Viruses of the Mind
"Viruses of the Mind" is an essay by British evolutionary biologist Richard Dawkins, first published in the book Dennett and His Critics: Demystifying Mind. Dawkins originally wrote the essay in 1991 and delivered it as a Voltaire Lecture on 6 November 1992 at the Conway Hall Humanist Centre. The essay discusses how religion can be viewed as a meme - an idea which Dawkins had previously expressed in The Selfish Gene. Dawkins analyzes the propagation of religious ideas and behaviors as a memetic virus, analogous to how biological and computer viruses spread. The essay was later published in A Devil's Chaplain, and its ideas are further explored in Dawkins's documentary television programme The Root of All Evil?.
Content
Dawkins lists possible "symptoms" of infection with a "mind-virus"such as religion, providing examples for most of them, and tries to define a connection between the elements of religion and the religion's survival value.

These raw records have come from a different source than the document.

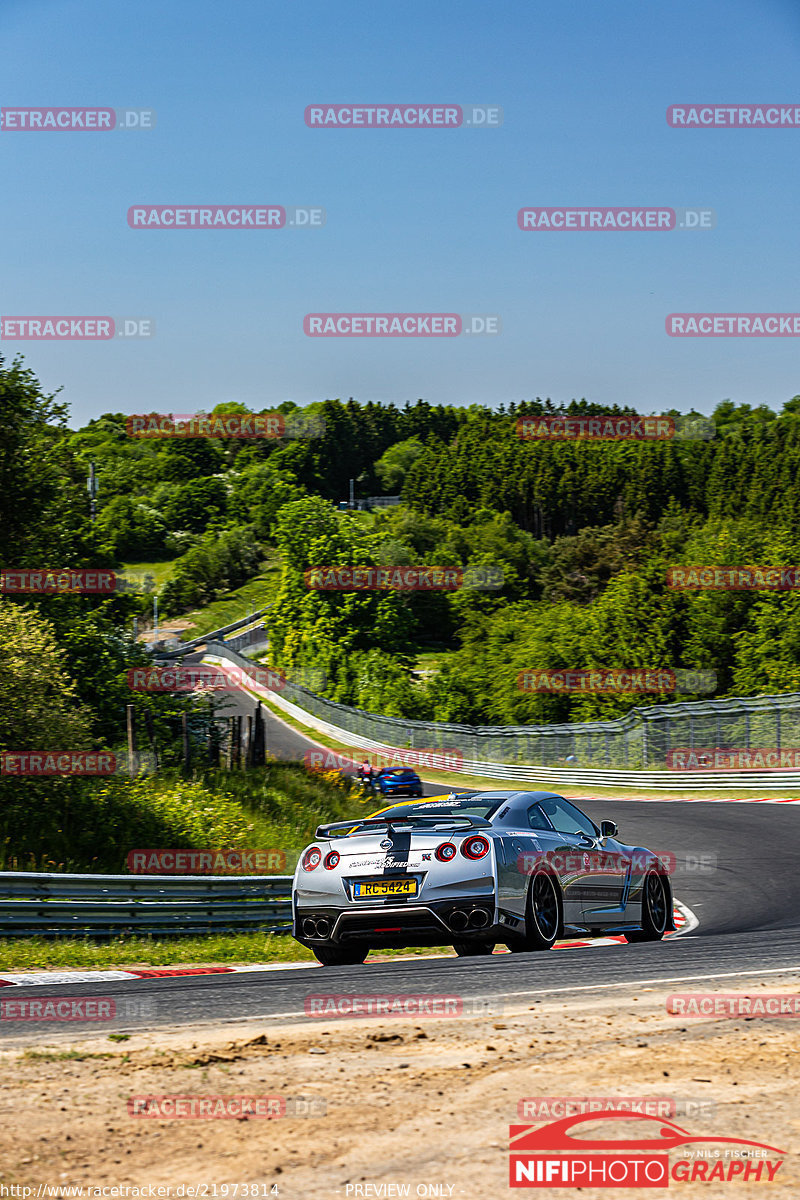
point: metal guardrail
(52, 905)
(296, 702)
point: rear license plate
(384, 888)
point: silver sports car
(474, 870)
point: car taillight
(312, 858)
(474, 847)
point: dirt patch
(417, 1104)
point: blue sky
(416, 221)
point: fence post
(236, 721)
(259, 756)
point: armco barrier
(498, 753)
(50, 905)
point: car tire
(473, 949)
(542, 916)
(654, 910)
(340, 955)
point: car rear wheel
(654, 911)
(470, 949)
(340, 955)
(542, 916)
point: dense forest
(583, 533)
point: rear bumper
(396, 927)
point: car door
(597, 870)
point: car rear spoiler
(459, 823)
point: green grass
(257, 593)
(90, 825)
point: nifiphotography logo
(655, 1153)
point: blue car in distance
(398, 781)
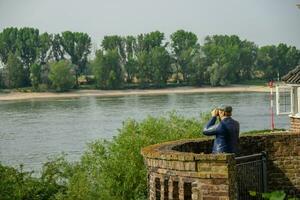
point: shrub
(107, 170)
(115, 169)
(61, 75)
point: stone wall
(283, 166)
(295, 124)
(186, 170)
(190, 176)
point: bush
(115, 169)
(108, 169)
(61, 75)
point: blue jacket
(226, 133)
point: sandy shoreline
(108, 93)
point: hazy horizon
(263, 22)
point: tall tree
(57, 50)
(8, 44)
(107, 69)
(14, 72)
(44, 48)
(78, 47)
(184, 46)
(61, 75)
(161, 65)
(27, 45)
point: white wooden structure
(288, 97)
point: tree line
(63, 61)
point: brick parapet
(213, 176)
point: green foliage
(108, 170)
(61, 75)
(184, 46)
(14, 72)
(161, 64)
(274, 195)
(115, 169)
(107, 70)
(147, 59)
(35, 75)
(77, 45)
(20, 185)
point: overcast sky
(262, 21)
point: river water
(33, 130)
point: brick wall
(186, 170)
(189, 176)
(295, 124)
(283, 164)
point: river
(33, 130)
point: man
(226, 132)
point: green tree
(267, 62)
(35, 75)
(57, 50)
(107, 69)
(161, 64)
(115, 170)
(27, 45)
(144, 73)
(184, 46)
(219, 74)
(62, 75)
(14, 72)
(77, 46)
(196, 70)
(8, 38)
(44, 48)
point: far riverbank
(108, 93)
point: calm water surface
(31, 131)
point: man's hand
(214, 113)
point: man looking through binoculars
(226, 131)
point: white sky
(262, 21)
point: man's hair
(227, 110)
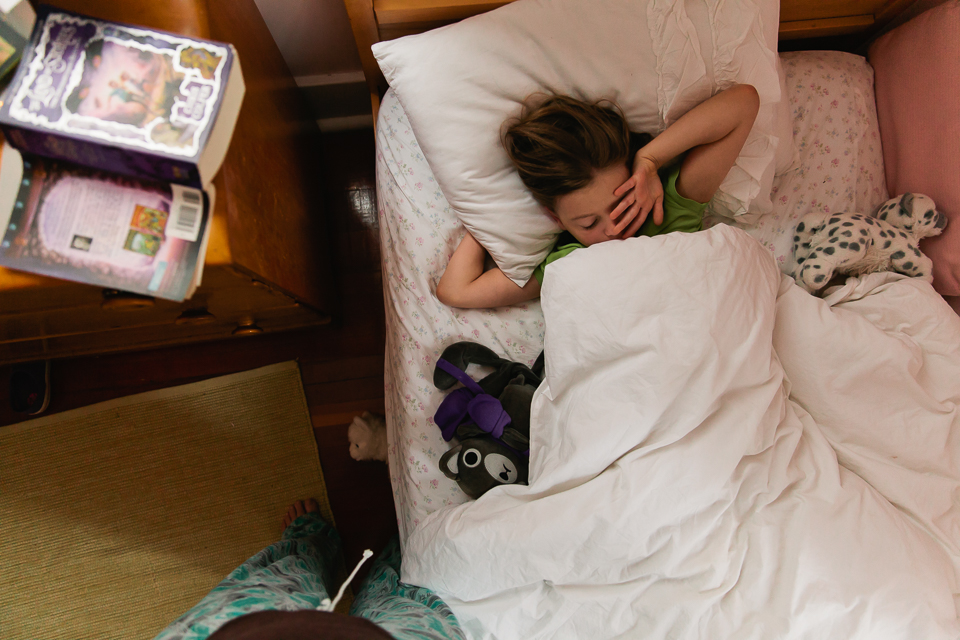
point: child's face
(585, 213)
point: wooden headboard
(377, 20)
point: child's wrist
(649, 162)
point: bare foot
(368, 437)
(299, 508)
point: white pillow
(459, 83)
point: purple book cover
(116, 97)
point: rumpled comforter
(717, 454)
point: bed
(792, 474)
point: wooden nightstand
(267, 267)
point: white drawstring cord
(326, 605)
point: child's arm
(713, 132)
(466, 285)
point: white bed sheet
(831, 95)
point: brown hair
(558, 144)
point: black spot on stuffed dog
(853, 244)
(480, 464)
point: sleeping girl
(599, 181)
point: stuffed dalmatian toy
(853, 244)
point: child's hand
(642, 193)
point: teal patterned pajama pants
(299, 572)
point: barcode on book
(186, 213)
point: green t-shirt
(679, 214)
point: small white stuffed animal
(368, 437)
(853, 244)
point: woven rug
(117, 518)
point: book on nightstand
(123, 99)
(14, 33)
(66, 221)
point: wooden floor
(341, 364)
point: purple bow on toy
(485, 410)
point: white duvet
(717, 454)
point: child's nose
(611, 229)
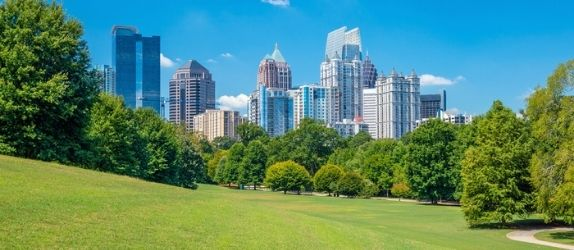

Dawkins also describes religious beliefs as "mind parasites",
and as "gangs
Dawkins suggests that religious belief in the "faith-sufferer" typically shows the following elements:
- It is impelled by some deep, inner conviction that something is true, or right, or virtuous: a conviction that doesn't seem to owe anything to evidence or reason, but which, nevertheless, the believer feels as totally compelling and convincing.
- The believer typically makes a positive virtue of faith's being strong and unshakable, despite it not being based upon evidence.
- There is a conviction that "mystery", per se, is a good thing; the belief that it is not a virtue to solve mysteries but to enjoy them and revel in their insolubility.
- There may be intolerant behaviour towards perceived rival faiths, in extreme cases even the killing of opponents or advocating of their deaths. Believers may be similarly violent in disposition towards apostates or heretics, even if those espouse only a slightly different version of the faith.
- The particular convictions that the believer holds, while having nothing to do with evidence, are likely to resemble those of the believer's parents.
- If the believer is one of the rare exceptions who follows a different religion from his parents, the explanation may be cultural transmission from a charismatic individual.
- The internal sensations of the 'faith-sufferer' may be reminiscent of those more ordinarily associated with sexual love.